W3C home > Mailing lists > Public > xmlschema-dev@w3.org > January 2011

Re: Express length constraints in a regex or use maxLength and minLength?

From: Pete Cordell <petexmldev@codalogic.com>
Date: Mon, 10 Jan 2011 09:51:05 -0000
Message-ID: <CA6D90311AAE4A63B122CE599332CBE6@Codalogic>
To: "Costello, Roger L." <costello@mitre.org>, <xmlschema-dev@w3.org>
Original Message From: "Costello, Roger L."

Roger,

You're types in your union need to be re-ordered because a value instance is 
matched against the members of a union in the order they are specified. 
Since your loose constraint (_v2) will match anything that your medium 
constraint will match (_v3), then anything that you might hope would be 
matched by your medium constraint would be matched by your loose constraint. 
In other words, you need:

        <union memberTypes="fn:English-language-family-name_v1
                            fn:English-language-family-name_v3
                            fn:English-language-family-name_v2"/>

However, personally I'm not a fan of unions, and I think over specification 
of types like this on a large scale eventually leads to more flaky systems 
because developers can't see the wood for the trees and end up introducing 
other sorts of bugs!

my 2 cents,

Pete Cordell
Codalogic Ltd
Interface XML to C++ the easy way using C++ XML
data binding to convert XSD schemas to C++ classes.
Visit http://codalogic.com/lmx/ or http://www.xml2cpp.com
for more info
----- Original Message ----- 
From: "Costello, Roger L." <costello@mitre.org>
To: <xmlschema-dev@w3.org>
Sent: Sunday, January 09, 2011 11:20 PM
Subject: RE: Express length constraints in a regex or use maxLength and 
minLength?



Michael Sperberg-McQueen wrote:

> It may be worth pointing out that XSD union types are designed
> to make this kind of thing relatively easy:  you can define several
> simple types, for example one for the simplest most regular values,
> another for values which are less likely (and thus more likely to
> require special handling), and at the bottom one which is (as
> Roger Costello has suggested) essentially a renamed version
> of xsd:string (or xsd:string itself).
>
> The application can then (if the XSD validator provides access to
> the appropriate information in the PSVI) dispatch the value for further
> processing to an appropriate routine or workflow suitable for a
> particular class of input.

Neat!

I think that I know how to do this, but let me reconfirm.

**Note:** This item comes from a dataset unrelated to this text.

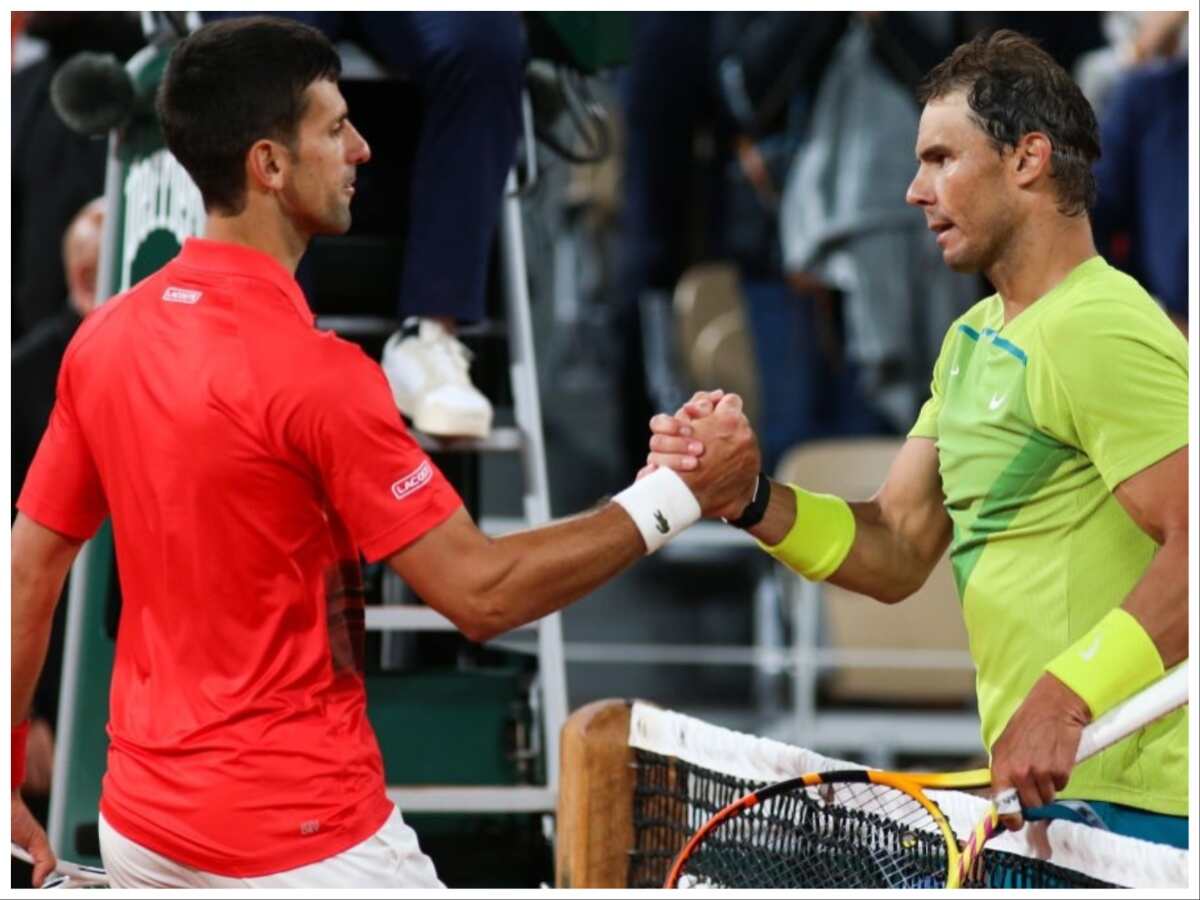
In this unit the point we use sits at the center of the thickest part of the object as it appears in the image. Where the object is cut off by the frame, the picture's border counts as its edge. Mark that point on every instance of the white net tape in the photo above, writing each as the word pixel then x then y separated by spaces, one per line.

Suppose that I 
create three versions of the English-language-family-name simpleType:

1. TIGHT CONSTRAINTS

<simpleType name="English-language-family-name_v1">
     <restriction base="string">
            <minLength value="1" />
            <maxLength value="100" />
            <pattern value="[a-zA-Z' \.-]+" />
     </restriction>
</simpleType>


2. LOOSE CONSTRAINTS

<simpleType name="English-language-family-name_v2">
     <restriction base="string" />
</simpleType>


3. MEDIUM CONSTRAINTS

<simpleType name="English-language-family-name_v3">
     <restriction base="string">
            <minLength value="1" />
            <maxLength value="500" />
     </restriction>
</simpleType>


Next, I declare Family-name to be a union of the three versions:

<element name="Family-name">
    <simpleType>
        <union memberTypes="fn:English-language-family-name_v1
                            fn:English-language-family-name_v2
                            fn:English-language-family-name_v3"/>
    </simpleType>
</element>


Here's what an XML instance document looks like:

    <Family-name>__________</Family-name>


Suppose that at data entry I want the data validated against tight 
constraints, i.e., English-language-family-name_v1.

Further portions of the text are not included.